Google launches an open-source version of its differential privacy library
Google today released an open-source version of the differential privacy library it uses to power some of its own core products. Developers will be able to take this library and build their own tools that can work with aggregate data without revealing personally identifiable information either inside or outside their companies.
"Whether you're a city planner, a small business owner, or a software developer, gaining useful insights from data can help make services work better and answer important questions," writes Miguel Guevara, a product manager in the company's Privacy and Data Protection Office. "But, without strong privacy protections, you risk losing the trust of your citizens, customers, and users. Differentially-private data analysis is a principled approach that enables organizations to learn from the majority of their data while simultaneously ensuring that those results do not allow any individual's data to be distinguished or re-identified."
As Google notes, the current version of the Apache-licensed C++ library focuses on features that are typically hard to build from scratch and includes many of the standard statistical functions that developers would need (think count, sum, mean, variance, etc.).
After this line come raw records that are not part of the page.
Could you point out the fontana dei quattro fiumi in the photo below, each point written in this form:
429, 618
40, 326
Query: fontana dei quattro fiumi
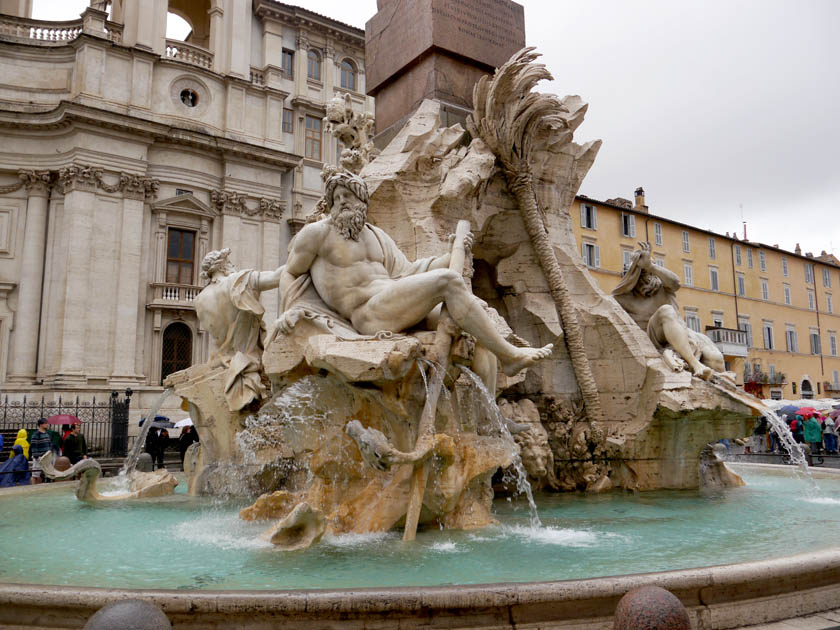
447, 424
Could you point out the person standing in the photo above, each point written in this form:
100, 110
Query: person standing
41, 443
15, 471
21, 441
75, 445
188, 437
830, 436
813, 434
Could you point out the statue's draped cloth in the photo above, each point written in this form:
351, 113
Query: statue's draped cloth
301, 299
242, 349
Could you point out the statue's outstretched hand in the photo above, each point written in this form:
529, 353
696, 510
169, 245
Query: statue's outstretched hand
644, 255
284, 324
468, 241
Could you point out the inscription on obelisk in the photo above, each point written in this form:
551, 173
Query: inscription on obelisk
438, 49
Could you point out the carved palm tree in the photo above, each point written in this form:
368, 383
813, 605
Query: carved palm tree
506, 116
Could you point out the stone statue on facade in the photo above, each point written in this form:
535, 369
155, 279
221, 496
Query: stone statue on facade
229, 308
648, 293
361, 275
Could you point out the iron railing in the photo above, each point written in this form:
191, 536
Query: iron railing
104, 424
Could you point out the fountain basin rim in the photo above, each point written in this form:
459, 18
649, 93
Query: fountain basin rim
734, 594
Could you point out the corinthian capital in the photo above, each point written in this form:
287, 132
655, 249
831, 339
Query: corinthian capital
36, 182
137, 187
79, 177
272, 208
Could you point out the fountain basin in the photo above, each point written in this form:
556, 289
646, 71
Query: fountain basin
723, 596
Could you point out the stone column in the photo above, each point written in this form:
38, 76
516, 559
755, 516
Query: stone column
300, 64
217, 39
74, 272
145, 24
329, 71
136, 191
24, 359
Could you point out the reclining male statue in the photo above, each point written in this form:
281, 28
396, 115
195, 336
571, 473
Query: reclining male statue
648, 293
359, 273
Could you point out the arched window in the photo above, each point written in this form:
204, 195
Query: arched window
348, 75
313, 65
176, 353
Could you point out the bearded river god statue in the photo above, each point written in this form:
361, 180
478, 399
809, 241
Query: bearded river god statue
649, 295
370, 402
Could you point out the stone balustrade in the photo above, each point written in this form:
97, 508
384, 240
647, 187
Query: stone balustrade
49, 33
257, 77
39, 31
180, 51
170, 292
The company also stresses that the the library includes an additional library for "rigorous testing" (because getting differential privacy right is hard), as well as a PostreSQL extension and a number of recipes to help developers get started.
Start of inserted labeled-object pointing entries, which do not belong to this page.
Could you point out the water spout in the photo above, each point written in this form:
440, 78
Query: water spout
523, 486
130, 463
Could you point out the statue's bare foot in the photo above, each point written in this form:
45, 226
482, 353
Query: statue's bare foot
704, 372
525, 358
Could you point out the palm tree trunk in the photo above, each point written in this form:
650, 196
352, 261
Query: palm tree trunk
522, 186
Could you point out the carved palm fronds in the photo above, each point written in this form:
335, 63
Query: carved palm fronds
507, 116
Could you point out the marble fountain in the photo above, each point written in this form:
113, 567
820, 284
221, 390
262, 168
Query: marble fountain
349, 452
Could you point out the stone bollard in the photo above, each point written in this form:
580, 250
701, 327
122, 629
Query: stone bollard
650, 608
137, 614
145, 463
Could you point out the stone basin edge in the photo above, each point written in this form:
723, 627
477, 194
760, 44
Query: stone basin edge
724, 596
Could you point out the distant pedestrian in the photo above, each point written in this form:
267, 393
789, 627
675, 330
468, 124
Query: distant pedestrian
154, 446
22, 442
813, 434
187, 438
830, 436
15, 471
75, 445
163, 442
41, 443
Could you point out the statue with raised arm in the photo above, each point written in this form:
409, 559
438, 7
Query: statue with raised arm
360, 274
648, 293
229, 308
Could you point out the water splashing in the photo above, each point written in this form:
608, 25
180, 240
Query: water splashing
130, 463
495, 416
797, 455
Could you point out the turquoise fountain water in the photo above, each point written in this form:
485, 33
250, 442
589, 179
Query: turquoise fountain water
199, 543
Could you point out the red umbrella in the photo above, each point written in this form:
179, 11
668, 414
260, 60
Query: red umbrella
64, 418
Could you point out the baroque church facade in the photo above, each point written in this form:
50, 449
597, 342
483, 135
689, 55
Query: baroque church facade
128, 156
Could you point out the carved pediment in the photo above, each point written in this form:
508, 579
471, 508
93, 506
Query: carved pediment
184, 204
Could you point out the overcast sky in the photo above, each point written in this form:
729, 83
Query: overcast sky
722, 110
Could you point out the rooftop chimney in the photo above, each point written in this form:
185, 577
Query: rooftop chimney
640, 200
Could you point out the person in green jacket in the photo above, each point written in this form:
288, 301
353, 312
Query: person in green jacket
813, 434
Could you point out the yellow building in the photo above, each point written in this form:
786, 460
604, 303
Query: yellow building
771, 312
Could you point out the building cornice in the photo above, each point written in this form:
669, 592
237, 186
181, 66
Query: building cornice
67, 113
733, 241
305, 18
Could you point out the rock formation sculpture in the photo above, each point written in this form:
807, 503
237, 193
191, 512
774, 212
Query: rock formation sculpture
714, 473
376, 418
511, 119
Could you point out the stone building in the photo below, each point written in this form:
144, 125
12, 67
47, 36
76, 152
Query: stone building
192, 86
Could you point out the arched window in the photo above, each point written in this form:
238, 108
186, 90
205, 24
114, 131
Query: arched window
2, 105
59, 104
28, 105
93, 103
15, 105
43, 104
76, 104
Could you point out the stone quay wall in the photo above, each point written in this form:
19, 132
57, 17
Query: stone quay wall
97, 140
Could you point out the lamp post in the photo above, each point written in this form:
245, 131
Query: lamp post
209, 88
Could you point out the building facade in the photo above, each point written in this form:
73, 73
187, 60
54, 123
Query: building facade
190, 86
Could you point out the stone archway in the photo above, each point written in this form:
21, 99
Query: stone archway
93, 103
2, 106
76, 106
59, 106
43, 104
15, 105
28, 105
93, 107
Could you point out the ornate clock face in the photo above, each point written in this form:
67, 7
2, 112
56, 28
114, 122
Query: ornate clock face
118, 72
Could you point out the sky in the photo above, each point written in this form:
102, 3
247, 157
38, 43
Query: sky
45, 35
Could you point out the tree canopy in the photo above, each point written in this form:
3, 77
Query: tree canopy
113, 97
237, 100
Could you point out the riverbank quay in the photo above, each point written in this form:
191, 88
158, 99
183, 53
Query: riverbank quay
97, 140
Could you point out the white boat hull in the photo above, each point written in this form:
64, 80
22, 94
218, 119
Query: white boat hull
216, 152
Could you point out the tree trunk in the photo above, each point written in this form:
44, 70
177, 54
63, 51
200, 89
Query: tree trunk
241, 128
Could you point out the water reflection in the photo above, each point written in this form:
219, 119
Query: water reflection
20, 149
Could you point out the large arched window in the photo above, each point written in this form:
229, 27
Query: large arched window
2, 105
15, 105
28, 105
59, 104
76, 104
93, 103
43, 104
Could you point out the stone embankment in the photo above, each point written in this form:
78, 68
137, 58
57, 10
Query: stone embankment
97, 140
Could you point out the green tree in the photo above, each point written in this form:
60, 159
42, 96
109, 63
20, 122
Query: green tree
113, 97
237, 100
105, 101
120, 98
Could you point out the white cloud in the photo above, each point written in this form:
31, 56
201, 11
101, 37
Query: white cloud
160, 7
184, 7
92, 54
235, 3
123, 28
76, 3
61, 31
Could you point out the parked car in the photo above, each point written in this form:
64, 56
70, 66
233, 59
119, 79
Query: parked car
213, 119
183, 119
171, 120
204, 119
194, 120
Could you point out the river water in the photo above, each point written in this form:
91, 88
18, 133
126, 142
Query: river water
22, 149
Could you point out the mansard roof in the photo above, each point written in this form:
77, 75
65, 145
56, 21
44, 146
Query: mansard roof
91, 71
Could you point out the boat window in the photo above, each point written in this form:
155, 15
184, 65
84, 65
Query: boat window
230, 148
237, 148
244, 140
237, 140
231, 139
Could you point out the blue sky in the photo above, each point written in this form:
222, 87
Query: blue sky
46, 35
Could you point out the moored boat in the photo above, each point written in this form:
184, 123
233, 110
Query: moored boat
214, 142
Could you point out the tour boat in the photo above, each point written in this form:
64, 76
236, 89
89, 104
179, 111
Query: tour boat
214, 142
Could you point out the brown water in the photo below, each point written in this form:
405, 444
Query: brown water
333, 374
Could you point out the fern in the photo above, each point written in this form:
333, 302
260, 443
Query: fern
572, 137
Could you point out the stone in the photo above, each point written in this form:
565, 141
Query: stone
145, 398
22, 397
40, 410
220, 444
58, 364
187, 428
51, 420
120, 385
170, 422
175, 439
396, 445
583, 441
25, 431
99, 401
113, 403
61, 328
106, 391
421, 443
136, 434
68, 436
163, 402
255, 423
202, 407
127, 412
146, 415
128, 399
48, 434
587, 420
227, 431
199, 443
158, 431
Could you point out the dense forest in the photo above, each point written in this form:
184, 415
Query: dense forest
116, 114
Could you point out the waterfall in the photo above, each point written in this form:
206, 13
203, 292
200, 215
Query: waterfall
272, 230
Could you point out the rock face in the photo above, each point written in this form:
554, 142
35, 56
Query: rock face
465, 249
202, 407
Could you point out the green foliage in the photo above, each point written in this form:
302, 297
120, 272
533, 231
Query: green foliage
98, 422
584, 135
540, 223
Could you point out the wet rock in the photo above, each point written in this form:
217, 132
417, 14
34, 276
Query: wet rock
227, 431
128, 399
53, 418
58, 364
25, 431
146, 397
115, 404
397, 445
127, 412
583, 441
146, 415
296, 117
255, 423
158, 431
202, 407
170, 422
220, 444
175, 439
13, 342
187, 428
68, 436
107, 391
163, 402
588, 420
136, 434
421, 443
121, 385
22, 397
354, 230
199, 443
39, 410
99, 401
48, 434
These days, people often roll their eyes when they see 'Google' and 'privacy' in the same sentence. That's understandable (though I think there is considerable tension inside the company about this, too). In this case, however, this is unquestionably a useful tool for developers that will allow them and the users they serve to build tools that analyze personal data without compromising the privacy of the people whose data they are working with. Typically, building those takes some considerable expertise, to the point where they may either not build them or simply not bother to to include these privacy features. With a library like this, they have no excuse not to implement differential privacy.